*Disclaimer, some language may not be appropriate for younger readers*
Dilly Dally’s debut album, Sore, is full of heavy, melodic sounds and female angst. A soft grunge group from Toronto, Canada, the group’s founding members, Katie Monks and Liz Ball, formed a sisterly bond in high school over a mutual love of music. Monks paints fantastic pictures inside listeners’ heads with her hoarse vocals and vivid lyrics.
The first track on the album is, ‘Desire.’ It is full of heavy guitar sounds, and has a dark, romantic feel. Listeners cannot really understand Monks, but when they can, the lyrics tell a story about being unable to resist a woman’s desire. “Milky waves are fallin’ from her eyes, I get desire,” is my favorite line from the song. Monks is very descriptive, and her lyrics captivate the listener.
Next is, ‘Ballin Chain,’ which is filled with catchy chords and is very upbeat. I was hooked from the very beginning. I really dig Monks vocals when she shouts, “I miss you, I miss you.” She makes it almost impossible to resist jamming out.
‘Snake Head’ tells a darker tale, in which blood drips from between her legs and snakes come out of her head and turn people to stone. She says, “Man, this bitch is goin’ crazy, She’ll make you turn to stone.” Monks does not give two shits if she grosses anyone out with her tale of a menstruating Medusa woman.

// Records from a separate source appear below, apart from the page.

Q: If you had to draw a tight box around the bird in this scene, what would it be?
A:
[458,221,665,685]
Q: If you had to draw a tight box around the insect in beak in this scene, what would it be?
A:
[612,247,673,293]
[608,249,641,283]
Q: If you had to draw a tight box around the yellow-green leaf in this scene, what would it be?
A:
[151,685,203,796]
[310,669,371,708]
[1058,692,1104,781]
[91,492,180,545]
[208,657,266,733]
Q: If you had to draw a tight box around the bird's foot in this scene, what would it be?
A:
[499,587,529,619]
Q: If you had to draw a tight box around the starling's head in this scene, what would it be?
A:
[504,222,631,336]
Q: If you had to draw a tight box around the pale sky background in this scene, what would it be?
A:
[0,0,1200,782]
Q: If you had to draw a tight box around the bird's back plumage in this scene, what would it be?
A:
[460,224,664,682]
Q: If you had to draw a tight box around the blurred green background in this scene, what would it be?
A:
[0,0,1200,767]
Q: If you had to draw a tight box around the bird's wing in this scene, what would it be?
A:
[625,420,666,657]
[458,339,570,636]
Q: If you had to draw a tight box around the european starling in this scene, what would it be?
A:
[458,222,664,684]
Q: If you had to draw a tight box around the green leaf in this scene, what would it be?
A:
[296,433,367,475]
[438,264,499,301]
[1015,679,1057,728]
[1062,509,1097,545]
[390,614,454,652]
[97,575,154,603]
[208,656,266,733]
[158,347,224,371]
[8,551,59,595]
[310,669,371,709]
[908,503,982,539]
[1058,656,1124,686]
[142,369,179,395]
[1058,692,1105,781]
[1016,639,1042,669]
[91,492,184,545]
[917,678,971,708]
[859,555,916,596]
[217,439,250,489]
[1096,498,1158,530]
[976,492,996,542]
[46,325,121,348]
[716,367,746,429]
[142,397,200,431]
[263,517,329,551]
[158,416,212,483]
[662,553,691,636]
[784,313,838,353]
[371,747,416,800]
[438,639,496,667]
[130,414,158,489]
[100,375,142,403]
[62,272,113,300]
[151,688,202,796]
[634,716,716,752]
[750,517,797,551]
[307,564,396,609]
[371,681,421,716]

Monks loves telling stories with her songs and, ‘The Touch,’ is a prime example. She describes a woman’s healing hands and mocks how female sexuality is sometimes portrayed as a type of magic.
‘Next Gold,’ is very upbeat and has lots of memorizing chorus, which makes it very easy to jam to.
‘Purple Rage’ has a very cool sound, but it doesn’t have the same rock sound like the rest of the album. The vocals are less hoarse, which means that you can actually understand what Monks says throughout the song.
For the next track they slow it down a bit. ‘Get to You’ is very mellow compared to most of the other tracks on the album. It is full of distorted guitar sounds and melodic vocals as Monks sings, “My heart won’t heal.”
‘Witch Man’ combines heavy guitar sounds with Monks actually howling on the track as she eerily cries, “I’m on his side, I’m on his side.”
‘Green’ is not very different from most of the tracks on this album, just more of Monks jumbled screams and guitar sounds.
Surprisingly, ‘Ice Cream’ has little to do with the actual delicious
frozen treat we all enjoy, but more about the sun and crying. It has lots of catchy chords, and is very easy to rock out to.
Lastly, there is ‘Burned by the Cold,’ which is probably the only bad song on this whole album. In my opinion, it was too slow compared to every other song. On the other hand, it is easily the only one you can mostly understand Monks.
Overall, I thoroughly enjoyed this album. Dilly Dally has a very unique sound, thanks to Monks incredibly different (in a good way) voice, and that helps them stand out from others. I highly recommend you give it a listen.